Thursday, December 8, 2011

I am engaged!


It’s time for a real life blog post, because I have plenty to say!

First of all, the biggest news is that my longtime boyfriend of 4 years proposed to me on Saturday!  He gave me the most beautiful and perfect ring that I always dreamed of.  It was so simple and subdued and sweet and pleasant.  We both cried, naturally I accepted, and now I’m awaiting the ring resizing so that I can wear it.



I’ve actually been ‘engaged’ before.  But it wasn’t much of an engagement. I’d been dating the guy for 2 years, I pressured him into buying me a ring because I felt insecure about our relationship.  I was young (19). I went with him to pick out the ring.  He never actually ever proposed to me, I just called him my fiance.  We never made any plans to actually get married.  I’d like to say that he just basically bought me a promise ring, though there was never any promise made.  The relationship ended in 2006.

When Luke and I first met each other, I knew that it was the real thing.  The moment we talked to each other, I was drawn to him physically and emotionally.  I wanted to talk to him for hours, to stare into his eyes forever, to never leave his side.  We started dating just after Thanksgiving in 2007, moved in together the next month, and together we have been through a lot.  We’ve moved to many different homes together, even moved from San Diego to San Francisco together.  We’ve both grown in our careers together, reached milestones such as our first vehicles paid off, our first joint account, our first family health insurance.  He’s been my best friend since the day we met.

I never tire of him.  We have a healthy relationship where we both split duties and do not have rigid gender roles.  We are equal earners in the household.  We both want the same things out of life (children, house ownership, successful careers, travel).  We see eye-to-eye politically, and he can put up with my ranting, my feminism, my outspokenness about issues that upset me.  We share hobbies such as board game playing, video games, watching TV, and loving food and going out to dinner.  Living with him has always just “felt right”.  When he isn’t around, I miss him.

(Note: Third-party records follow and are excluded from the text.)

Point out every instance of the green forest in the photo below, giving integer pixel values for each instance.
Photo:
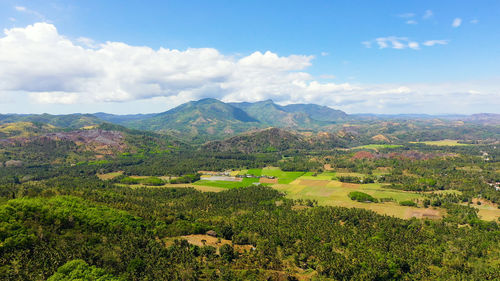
(107, 202)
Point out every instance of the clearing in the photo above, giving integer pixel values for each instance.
(201, 240)
(444, 143)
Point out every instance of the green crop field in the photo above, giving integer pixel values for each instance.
(283, 177)
(444, 143)
(228, 184)
(335, 193)
(322, 176)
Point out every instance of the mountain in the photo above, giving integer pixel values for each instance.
(297, 117)
(204, 119)
(317, 112)
(274, 139)
(122, 119)
(71, 121)
(33, 144)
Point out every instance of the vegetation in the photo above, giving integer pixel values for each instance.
(81, 199)
(361, 197)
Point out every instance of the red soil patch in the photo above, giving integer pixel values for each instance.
(363, 155)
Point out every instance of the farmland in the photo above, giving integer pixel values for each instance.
(377, 146)
(443, 143)
(327, 191)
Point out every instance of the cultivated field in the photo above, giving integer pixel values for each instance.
(443, 143)
(335, 193)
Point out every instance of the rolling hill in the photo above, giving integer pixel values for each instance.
(205, 119)
(274, 139)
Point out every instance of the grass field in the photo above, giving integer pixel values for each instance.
(377, 146)
(109, 176)
(335, 193)
(322, 176)
(227, 184)
(202, 188)
(443, 143)
(283, 177)
(487, 210)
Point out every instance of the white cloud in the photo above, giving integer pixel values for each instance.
(414, 45)
(367, 44)
(395, 42)
(428, 14)
(39, 64)
(431, 43)
(25, 10)
(456, 22)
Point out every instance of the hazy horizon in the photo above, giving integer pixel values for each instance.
(416, 57)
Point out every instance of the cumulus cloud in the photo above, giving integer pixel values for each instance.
(54, 69)
(39, 64)
(25, 10)
(406, 15)
(428, 14)
(395, 42)
(431, 43)
(456, 22)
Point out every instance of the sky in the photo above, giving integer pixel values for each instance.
(127, 57)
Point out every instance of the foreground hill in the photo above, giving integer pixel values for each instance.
(274, 139)
(31, 144)
(73, 121)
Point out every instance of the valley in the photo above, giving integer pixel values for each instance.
(250, 191)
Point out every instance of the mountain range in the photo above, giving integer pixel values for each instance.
(210, 119)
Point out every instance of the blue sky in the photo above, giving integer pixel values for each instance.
(359, 56)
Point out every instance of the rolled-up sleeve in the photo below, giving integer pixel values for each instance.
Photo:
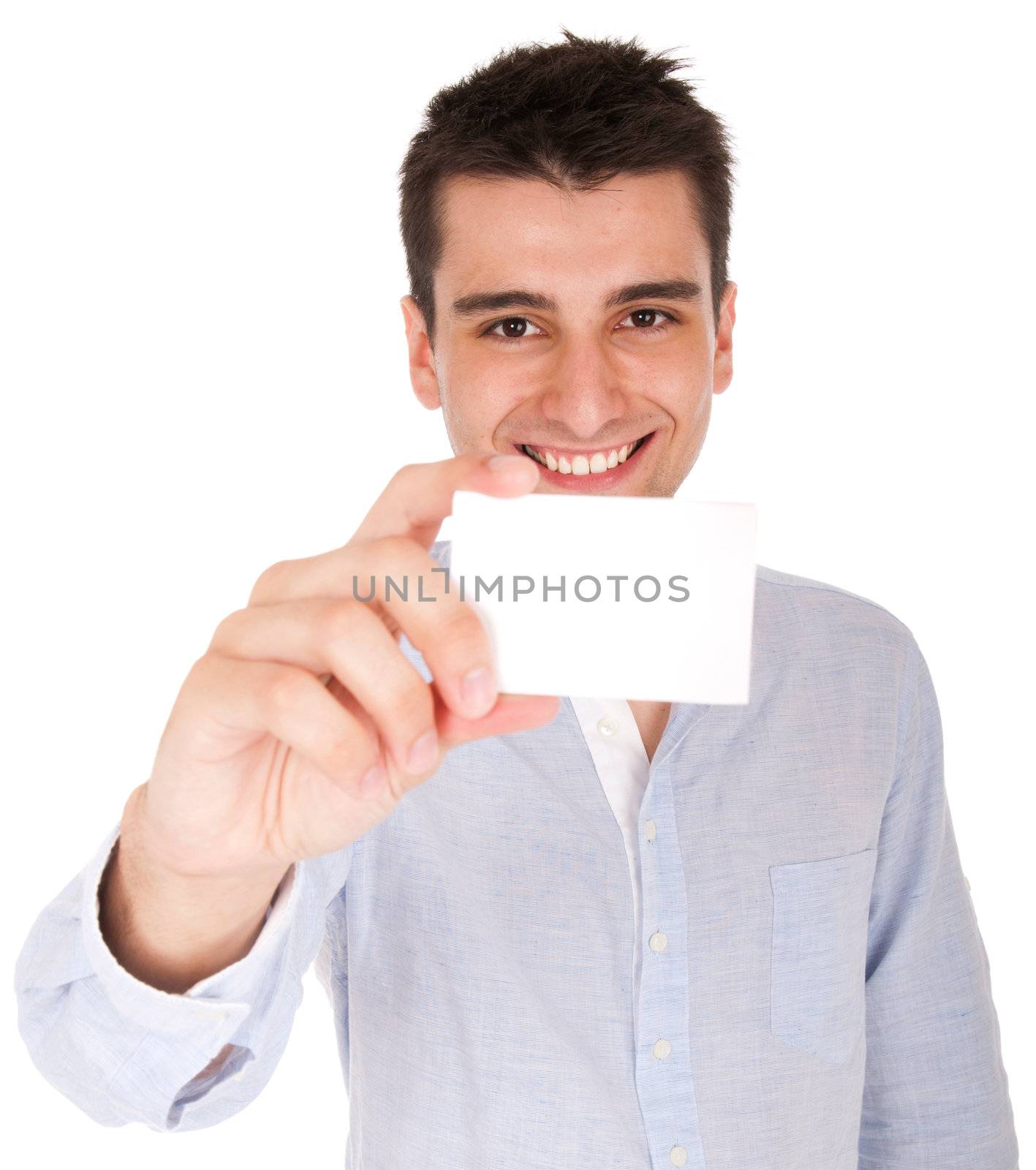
(936, 1092)
(124, 1051)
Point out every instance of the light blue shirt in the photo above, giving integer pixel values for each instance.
(770, 961)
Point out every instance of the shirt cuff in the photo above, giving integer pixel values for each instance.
(222, 998)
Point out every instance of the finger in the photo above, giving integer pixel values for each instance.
(290, 705)
(347, 641)
(510, 714)
(415, 502)
(420, 495)
(447, 631)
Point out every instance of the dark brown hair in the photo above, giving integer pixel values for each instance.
(575, 115)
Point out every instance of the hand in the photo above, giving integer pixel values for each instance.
(303, 725)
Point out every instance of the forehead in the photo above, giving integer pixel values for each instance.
(509, 232)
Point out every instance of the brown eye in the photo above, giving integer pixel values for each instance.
(511, 329)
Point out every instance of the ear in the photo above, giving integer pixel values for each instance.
(421, 358)
(723, 362)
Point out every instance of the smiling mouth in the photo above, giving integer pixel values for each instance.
(592, 462)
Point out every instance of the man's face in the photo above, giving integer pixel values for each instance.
(534, 351)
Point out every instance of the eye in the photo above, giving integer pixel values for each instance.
(507, 322)
(643, 328)
(523, 325)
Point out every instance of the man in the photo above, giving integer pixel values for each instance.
(606, 933)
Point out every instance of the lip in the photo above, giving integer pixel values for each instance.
(593, 480)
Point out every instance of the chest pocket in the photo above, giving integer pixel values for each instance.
(819, 953)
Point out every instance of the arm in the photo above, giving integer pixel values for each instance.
(936, 1093)
(125, 1051)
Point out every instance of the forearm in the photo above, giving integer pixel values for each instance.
(171, 930)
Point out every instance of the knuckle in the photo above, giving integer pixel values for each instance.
(227, 629)
(337, 622)
(462, 630)
(284, 690)
(394, 549)
(412, 703)
(265, 583)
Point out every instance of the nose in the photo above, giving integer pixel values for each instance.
(583, 395)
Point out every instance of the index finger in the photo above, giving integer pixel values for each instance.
(420, 495)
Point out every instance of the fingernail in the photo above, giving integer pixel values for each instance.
(423, 754)
(373, 781)
(478, 692)
(504, 464)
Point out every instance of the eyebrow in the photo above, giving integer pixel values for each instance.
(476, 303)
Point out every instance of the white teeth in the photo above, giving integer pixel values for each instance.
(583, 465)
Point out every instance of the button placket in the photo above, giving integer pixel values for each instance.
(665, 1076)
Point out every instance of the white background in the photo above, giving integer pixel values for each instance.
(204, 371)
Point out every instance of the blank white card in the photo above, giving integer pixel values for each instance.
(621, 597)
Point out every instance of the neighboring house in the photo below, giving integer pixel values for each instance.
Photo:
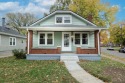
(63, 32)
(11, 39)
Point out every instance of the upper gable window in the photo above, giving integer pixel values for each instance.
(66, 19)
(63, 19)
(59, 19)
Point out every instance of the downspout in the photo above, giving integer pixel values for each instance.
(99, 42)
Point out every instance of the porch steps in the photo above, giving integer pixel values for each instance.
(67, 57)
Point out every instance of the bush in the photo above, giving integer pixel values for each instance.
(19, 53)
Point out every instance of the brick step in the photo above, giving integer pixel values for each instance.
(69, 58)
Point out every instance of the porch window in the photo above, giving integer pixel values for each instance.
(46, 38)
(63, 19)
(42, 39)
(81, 38)
(77, 38)
(12, 41)
(49, 38)
(66, 19)
(59, 19)
(84, 38)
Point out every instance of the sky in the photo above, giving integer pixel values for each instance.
(38, 7)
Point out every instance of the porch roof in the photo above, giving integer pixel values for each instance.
(64, 28)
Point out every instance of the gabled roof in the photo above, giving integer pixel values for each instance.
(11, 32)
(62, 11)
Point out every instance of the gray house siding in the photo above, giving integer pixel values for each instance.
(58, 41)
(4, 43)
(51, 20)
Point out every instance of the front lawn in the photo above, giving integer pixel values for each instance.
(106, 69)
(23, 71)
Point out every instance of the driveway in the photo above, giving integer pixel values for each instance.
(115, 53)
(5, 54)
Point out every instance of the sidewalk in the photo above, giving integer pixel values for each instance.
(114, 58)
(80, 74)
(5, 54)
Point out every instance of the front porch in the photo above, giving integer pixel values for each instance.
(92, 57)
(59, 45)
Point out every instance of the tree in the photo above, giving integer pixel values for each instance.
(101, 14)
(117, 34)
(104, 36)
(60, 5)
(16, 20)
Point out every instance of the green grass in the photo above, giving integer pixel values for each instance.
(112, 56)
(23, 71)
(116, 48)
(105, 70)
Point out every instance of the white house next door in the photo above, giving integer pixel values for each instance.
(66, 41)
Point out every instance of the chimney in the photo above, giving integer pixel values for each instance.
(3, 22)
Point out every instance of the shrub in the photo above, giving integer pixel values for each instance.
(19, 53)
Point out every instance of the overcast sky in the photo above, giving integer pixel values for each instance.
(38, 7)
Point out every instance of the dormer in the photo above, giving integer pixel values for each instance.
(63, 19)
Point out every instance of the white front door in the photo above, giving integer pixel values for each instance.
(66, 41)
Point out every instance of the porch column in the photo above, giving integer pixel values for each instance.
(98, 42)
(28, 35)
(30, 39)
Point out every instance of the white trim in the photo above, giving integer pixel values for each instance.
(80, 39)
(45, 39)
(86, 28)
(70, 46)
(63, 16)
(28, 42)
(12, 41)
(0, 40)
(62, 13)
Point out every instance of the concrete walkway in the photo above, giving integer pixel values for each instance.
(80, 74)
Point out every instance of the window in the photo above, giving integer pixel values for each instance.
(66, 19)
(42, 39)
(81, 38)
(46, 38)
(49, 39)
(58, 19)
(84, 38)
(12, 41)
(63, 19)
(77, 38)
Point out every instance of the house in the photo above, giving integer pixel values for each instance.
(63, 32)
(11, 39)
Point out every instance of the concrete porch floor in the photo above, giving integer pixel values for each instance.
(92, 57)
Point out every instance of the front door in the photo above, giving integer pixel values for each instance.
(66, 41)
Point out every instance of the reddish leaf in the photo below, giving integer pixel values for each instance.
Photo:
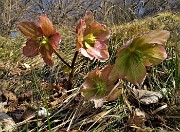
(47, 26)
(31, 49)
(30, 29)
(55, 40)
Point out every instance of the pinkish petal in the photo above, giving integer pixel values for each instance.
(80, 26)
(31, 49)
(105, 72)
(100, 31)
(55, 40)
(47, 26)
(30, 29)
(79, 41)
(99, 51)
(88, 17)
(84, 53)
(47, 55)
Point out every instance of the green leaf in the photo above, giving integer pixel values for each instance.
(138, 53)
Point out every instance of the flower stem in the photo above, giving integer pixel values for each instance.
(61, 59)
(70, 81)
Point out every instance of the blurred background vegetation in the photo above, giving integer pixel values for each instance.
(69, 11)
(126, 19)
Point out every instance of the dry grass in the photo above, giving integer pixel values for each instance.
(72, 111)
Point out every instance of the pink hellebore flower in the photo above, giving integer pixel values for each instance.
(42, 38)
(92, 37)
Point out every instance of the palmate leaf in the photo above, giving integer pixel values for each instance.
(138, 53)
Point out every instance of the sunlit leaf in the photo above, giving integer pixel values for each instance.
(138, 53)
(47, 26)
(30, 29)
(31, 49)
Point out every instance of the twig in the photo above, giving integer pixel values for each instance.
(70, 81)
(61, 58)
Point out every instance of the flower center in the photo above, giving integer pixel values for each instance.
(44, 41)
(89, 40)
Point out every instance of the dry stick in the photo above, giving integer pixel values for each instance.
(61, 59)
(70, 81)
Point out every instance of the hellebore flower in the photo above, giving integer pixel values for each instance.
(97, 86)
(92, 37)
(42, 38)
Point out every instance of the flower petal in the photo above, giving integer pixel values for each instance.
(30, 29)
(80, 26)
(31, 49)
(99, 51)
(47, 26)
(55, 40)
(88, 17)
(100, 31)
(47, 55)
(84, 52)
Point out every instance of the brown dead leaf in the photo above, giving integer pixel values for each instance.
(137, 118)
(28, 113)
(147, 97)
(49, 86)
(25, 96)
(115, 93)
(10, 96)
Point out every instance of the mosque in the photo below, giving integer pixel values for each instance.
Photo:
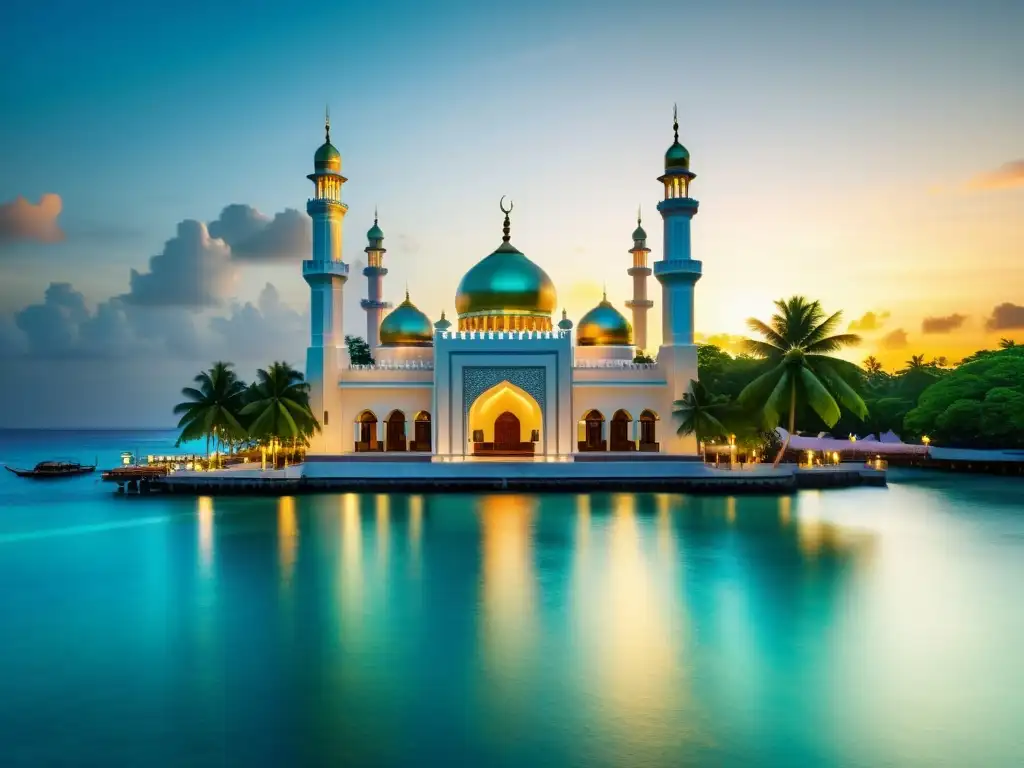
(509, 379)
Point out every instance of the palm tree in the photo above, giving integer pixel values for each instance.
(700, 413)
(211, 409)
(871, 365)
(796, 349)
(280, 406)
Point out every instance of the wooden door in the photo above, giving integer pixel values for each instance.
(507, 432)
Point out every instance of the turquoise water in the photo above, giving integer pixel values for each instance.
(866, 627)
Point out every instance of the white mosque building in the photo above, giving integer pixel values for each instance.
(508, 379)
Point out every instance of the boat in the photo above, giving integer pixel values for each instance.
(53, 469)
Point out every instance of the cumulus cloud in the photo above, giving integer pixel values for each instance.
(1007, 176)
(64, 327)
(255, 237)
(1006, 316)
(942, 325)
(868, 322)
(20, 219)
(894, 339)
(193, 270)
(266, 330)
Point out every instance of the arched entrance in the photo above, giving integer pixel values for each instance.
(421, 432)
(648, 432)
(592, 429)
(505, 420)
(366, 432)
(619, 434)
(395, 431)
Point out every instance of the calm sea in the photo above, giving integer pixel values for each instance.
(869, 627)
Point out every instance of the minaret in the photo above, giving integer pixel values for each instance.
(678, 272)
(326, 273)
(375, 271)
(639, 271)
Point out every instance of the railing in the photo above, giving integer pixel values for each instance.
(629, 365)
(395, 366)
(503, 335)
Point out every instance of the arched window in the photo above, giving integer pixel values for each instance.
(366, 432)
(395, 431)
(648, 435)
(593, 428)
(619, 434)
(421, 433)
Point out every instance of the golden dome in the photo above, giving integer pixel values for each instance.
(604, 326)
(407, 327)
(506, 290)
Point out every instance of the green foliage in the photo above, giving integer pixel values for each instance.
(979, 404)
(212, 409)
(798, 367)
(358, 351)
(280, 406)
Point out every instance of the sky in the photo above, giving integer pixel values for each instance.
(154, 159)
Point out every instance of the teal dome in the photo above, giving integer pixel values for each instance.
(677, 158)
(604, 326)
(407, 327)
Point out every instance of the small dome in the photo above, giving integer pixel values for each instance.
(506, 281)
(604, 326)
(407, 327)
(677, 158)
(328, 158)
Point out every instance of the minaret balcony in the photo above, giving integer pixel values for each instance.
(678, 269)
(314, 267)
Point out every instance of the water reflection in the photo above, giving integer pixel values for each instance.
(508, 582)
(204, 508)
(288, 538)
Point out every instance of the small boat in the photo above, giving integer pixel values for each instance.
(53, 469)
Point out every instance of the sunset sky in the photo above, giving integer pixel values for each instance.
(868, 155)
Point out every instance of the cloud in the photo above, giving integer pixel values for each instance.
(869, 322)
(1007, 176)
(194, 270)
(62, 327)
(265, 331)
(1006, 316)
(255, 237)
(942, 325)
(20, 219)
(894, 339)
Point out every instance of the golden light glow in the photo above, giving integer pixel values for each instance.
(498, 399)
(204, 508)
(288, 537)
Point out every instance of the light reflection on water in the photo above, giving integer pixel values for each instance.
(854, 628)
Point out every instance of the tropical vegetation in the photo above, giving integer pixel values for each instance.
(791, 376)
(271, 412)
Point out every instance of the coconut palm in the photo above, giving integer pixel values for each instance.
(279, 406)
(211, 409)
(796, 348)
(871, 365)
(700, 413)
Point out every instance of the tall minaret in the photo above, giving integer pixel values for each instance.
(639, 271)
(326, 273)
(678, 272)
(375, 271)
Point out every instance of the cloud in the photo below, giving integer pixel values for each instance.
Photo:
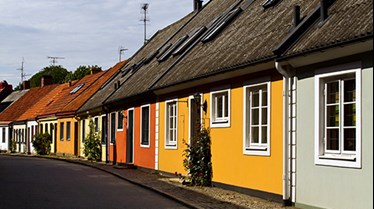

When I’m with Luke, I just feel like I can be me.  I have never been ashamed of who I am.  He knows that I’m clumsy and sometimes oblivious, and laughs alongside me.  He knows that I’m sensitive and cry on occasion and he is always supportive.  He tells me I’m beautiful and has no problems with the fact that I’m overweight. He thinks of me and is courteous and generous.  We don’t argue over silly things — we have rarely got in “fights”.  Luke supports the choices I make in life like no one else I know.  When other people judge me, Luke stands by me.  He’s made me realize just how awesome I am.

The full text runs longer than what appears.